We decided to skip the next stop which is Ellis Island because after climbing the Statue of Liberty, we couldn't get our minds off Chinese food (esp. noodles). And so we hopped into a cab and found ourselves in Chinatown! We tumbled upon a small corner restaurant and we had a wonderful (cheap) meal! We were busog-happy atfer that.

Our last stop for the day was Central Park. By that time, we got our car back from the garage and we drove to the park. I think it's the only relaxing place in NY City, and it's a fantastic spot to be to cap the day. While looking for (free) parking, we took a spin through 5th Ave, Park Ave and Madison Ave- admiring the expensive apartments, posh designer stores and hoped to catch a glimpse of celebrities sashaying down the streets. But we didn't have any luck ;) The closest thing thing we had to a celebrity sighting was seeing Helena Christensen in Rockefeller Plaza. Roselle and I were hoping to see Sarah Jessica Parker or Jake Gyllenhaal, hehehe.

David and I only stayed in NY overnight. We don't know when are we gonna see each other again. Maybe in a few years, when Liam is bigger and older and he would not remember me and 'Uncle David'. But I was happy to see Roselle again and meeting her hubby and her son, and them meeting David. Maybe we can visit them soon in Australia. Who knows? The possibilities of future rendezvous make it more exciting. The perfect time will come for us to meet again. For the meantime, we will always cherish the wonderful weekend we spent in New York City.......

Monday, May 01, 2006

good tv, bad tv weekend

It was a wonderful (and quite successful) weekend. We went jogging! We never managed to get up at 7am, so we jogged at 9:30. But we did not go far because I got sick. Poor me. And due to years of non-exercise, we are suffering right now of aching legs. We vowed to make it a regular weekend jog. However, next weekend we're going away on a trip, so I hope the following weekend we'll be quite lucky ;)

And my pasta friday night turned out to be General Tso's (not!) night. I decided to make my trying-oh-so-hard version of General Tso's chicken, however, I failed miserably. I'm brokenhearted. It's been a series of unfortunate events with my kitchen experiments :(

Has anyone seen Sweet 16 on MTV lately? Can you believe how those kids are acting? Spoiled, good-for-nothing brats! They behave as if they're gonna die when things don't go their way. They scream at their parents, they look down on their peers, they ridicule every creature who are not as cool as they are. And they only think about their grand entrance, and their expensive cars, and outdoing other sweet sixteen parties. I especially despise that girl Sophie, who humiliates other kids like she's the greatest and the most beautiful person on Earth. But then again, beautiful people DON'T humiliate other people. That's why she has humilation frenzy against other people because she is u____. Enough said.

The show is a shallow, debilitated example for other kids out there.
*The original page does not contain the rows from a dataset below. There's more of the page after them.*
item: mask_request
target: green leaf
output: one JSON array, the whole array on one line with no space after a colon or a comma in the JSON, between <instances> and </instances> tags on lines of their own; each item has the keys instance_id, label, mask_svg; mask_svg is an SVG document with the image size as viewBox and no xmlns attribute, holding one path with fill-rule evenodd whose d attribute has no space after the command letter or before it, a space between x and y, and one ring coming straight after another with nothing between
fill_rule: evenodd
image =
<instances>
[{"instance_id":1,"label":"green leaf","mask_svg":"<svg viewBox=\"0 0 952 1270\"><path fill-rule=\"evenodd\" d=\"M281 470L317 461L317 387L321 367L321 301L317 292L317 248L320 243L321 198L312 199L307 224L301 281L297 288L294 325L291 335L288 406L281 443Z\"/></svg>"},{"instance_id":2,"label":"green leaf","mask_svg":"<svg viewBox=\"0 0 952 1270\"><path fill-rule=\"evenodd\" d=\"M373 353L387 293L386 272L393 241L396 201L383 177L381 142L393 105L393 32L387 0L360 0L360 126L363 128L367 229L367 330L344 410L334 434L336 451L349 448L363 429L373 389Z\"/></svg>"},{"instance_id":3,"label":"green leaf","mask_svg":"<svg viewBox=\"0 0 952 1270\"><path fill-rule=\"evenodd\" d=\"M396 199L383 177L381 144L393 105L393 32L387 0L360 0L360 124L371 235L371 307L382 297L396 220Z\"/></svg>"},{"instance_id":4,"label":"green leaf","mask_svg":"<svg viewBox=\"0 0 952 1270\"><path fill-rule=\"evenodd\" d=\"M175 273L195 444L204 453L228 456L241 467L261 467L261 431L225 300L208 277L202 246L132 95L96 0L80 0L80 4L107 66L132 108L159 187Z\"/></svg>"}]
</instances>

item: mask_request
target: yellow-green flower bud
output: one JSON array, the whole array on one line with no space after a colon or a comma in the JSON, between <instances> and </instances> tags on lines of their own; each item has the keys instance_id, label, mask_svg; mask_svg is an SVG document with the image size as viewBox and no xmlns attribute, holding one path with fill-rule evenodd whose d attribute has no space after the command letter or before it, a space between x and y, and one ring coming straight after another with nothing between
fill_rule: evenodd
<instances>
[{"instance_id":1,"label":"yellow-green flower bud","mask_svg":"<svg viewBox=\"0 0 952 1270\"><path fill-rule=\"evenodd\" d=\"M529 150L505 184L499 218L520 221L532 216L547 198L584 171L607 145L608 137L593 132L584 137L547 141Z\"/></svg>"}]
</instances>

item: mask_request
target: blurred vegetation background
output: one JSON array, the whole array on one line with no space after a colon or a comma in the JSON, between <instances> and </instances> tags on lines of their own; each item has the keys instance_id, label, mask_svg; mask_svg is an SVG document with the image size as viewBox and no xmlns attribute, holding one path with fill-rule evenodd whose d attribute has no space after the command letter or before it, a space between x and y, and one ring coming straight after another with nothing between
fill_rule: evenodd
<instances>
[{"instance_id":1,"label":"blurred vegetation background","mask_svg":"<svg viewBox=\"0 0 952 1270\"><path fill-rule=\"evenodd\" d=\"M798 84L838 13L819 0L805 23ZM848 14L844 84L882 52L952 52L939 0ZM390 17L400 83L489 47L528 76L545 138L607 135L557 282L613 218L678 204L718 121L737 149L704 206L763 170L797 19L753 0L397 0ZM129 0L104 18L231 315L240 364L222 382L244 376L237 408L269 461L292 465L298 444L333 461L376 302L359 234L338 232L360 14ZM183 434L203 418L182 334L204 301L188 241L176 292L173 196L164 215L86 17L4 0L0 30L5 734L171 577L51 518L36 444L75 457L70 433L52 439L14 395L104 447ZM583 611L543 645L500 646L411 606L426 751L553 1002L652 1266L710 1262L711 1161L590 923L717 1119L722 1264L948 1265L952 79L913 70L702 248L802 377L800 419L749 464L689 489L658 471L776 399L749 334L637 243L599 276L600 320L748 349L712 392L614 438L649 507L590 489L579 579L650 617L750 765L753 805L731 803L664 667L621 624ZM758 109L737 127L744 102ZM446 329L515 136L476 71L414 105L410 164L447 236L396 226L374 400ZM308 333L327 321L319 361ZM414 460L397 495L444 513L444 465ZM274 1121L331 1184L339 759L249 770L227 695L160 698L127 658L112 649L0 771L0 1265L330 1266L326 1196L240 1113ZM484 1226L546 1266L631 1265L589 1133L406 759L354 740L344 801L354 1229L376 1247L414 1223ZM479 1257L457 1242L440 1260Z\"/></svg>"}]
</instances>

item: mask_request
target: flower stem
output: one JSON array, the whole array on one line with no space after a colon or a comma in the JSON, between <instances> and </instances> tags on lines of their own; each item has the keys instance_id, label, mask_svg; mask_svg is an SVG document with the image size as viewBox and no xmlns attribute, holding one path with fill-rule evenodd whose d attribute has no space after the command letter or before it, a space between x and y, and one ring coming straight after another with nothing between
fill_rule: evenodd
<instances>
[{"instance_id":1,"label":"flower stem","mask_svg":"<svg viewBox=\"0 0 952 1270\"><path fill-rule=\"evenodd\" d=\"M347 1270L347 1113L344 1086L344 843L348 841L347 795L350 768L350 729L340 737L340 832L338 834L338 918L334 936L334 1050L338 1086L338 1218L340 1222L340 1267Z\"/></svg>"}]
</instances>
Riches and self-centeredness and extravagance are not the only way to be cool, popular and accepted. The show is giving wrong, poor messages to teens.

On the other hand, we love Big Love and National Geographic Channel's Dog Whisperer! Big Love had an exciting episode last night. And we love to see mean dogs 'rehabilitated' on Dog Whisperer :) These shows are entertaining without giving you the a dreadful mood. We also love The Amazing Race. And yup, we watch AI, too, hehehee.